Sebagian pengunjung yang sedang menyaksikan lukisan pada acara pembukaan pameran lukisan Identitas dan Eksistensi malam itu mengira lelaki tersebut orang tak waras yang nyelonong masuk ke ruang pameran. Apalagi, lelaki itu kemudian meraih batok kelapa bergambar bola dunia dan kemudian menendang-nendangnya, sembari tertawa-tawa. Batok kelapa utuh itu menggelinding di antara kaki-kaki para pengunjung pameran.
Sesekali, lelaki bertoga itu duduk di atas batok kelapa. Sesaat kemudian, batok kelapa itu diangkat dan dibanting ke lantai hingga pecah. Dengan ekspresi wajah serius, lelaki itu mengumpulkan batok kelapa yang pecah menjadi beberapa bagian, lalu menyusunnya kembali menjadi batok kelapa utuh. Batok kelapa itu kemudian diletakkan di atas meja.
Usai meletakkan “bola dunia” di atas meja, lelaki itu menunduk takzim ke arah kerumunan orang. Ia kemudian ngeloyor meninggalkan ruang pameran. Pengunjung baru menyadari bahwa lelaki itu bukan orang gila. Ia adalah seorang seniman yang sedang menggelar performing art.
Lelaki itu tak lain Putu Edy Asmara Putra, 28 tahun, salah seorang perupa yang sedang menggelar pameran di Bentara Budaya Yogya. Selain Edy, pameran yang berlangsung sepanjang 24-31 Agustus 2010 ini diikuti oleh Dewa Agung, 25 tahun, dan Rio Saren, 29 tahun. Mereka adalah perupa alumnus Institut Seni Indonesia, Denpasar, Bali. “Ini ide spontan,” kata Edy Asmara.
Melalui performing tersebut Edy hendak menyampaikan pesan bahwa eksploitasi alam dan kehancuran dunia sebenarnya diawali oleh orang-orang pintar. Kerusakan itu disimbolkan dengan bola dunia yang jatuh dan kemudian pecah berantakan. Kalaupun kemudian bola bumi itu bisa disusun kembali, tetap saja cacat.

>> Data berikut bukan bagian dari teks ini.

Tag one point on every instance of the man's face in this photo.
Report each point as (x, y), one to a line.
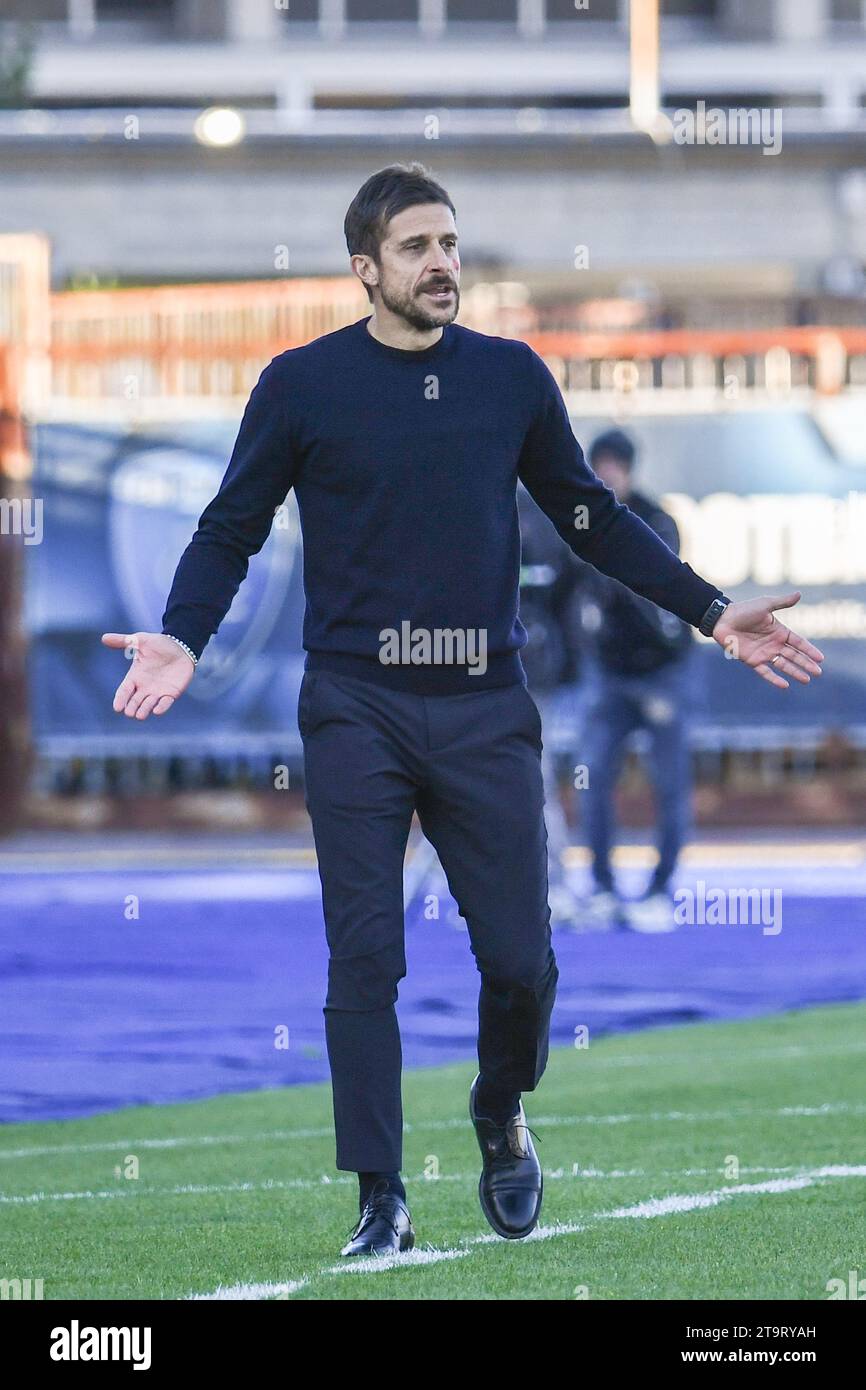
(615, 473)
(419, 267)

Menurut kurator Putu Wirata Dwikora, ketiga perupa muda asal Bali ini tengah mengidentifikasi diri untuk mencoba meraih eksistensi diri melalui karya-karya pada pameran ini. Namun, mereka tidak melakukannya dengan cara mengusung narasi besar nan heroik dengan pretensi agar mendapat legitimasi sebagai warga seni rupa kontemporer. “Mereka justru mengangkat sesuatu yang sederhana,” tulis Putu Wirata Dwikora dalam katalog pameran.
Putu Edy Asmara, misalnya, mengangkat problem pertanian di Bali menjadi tema utama karya-karyanya. Edy menampilkan situasi panen padi di Bali serta keresahannya atas nasib budaya Subak yang kian tergusur industri wisata. Dunia pertanian yang pernah menjadi urat nadi masyarakat Bali itu kini ibarat terlena oleh industri pariwisata, layaknya orang yang sedang terlelap dan kemudian ditampilkan dalam lukisan berjudul Sleeping. Lukisan cat akrilik di atas kanvas ini menampilkan wajah dengan bola mata terpejam.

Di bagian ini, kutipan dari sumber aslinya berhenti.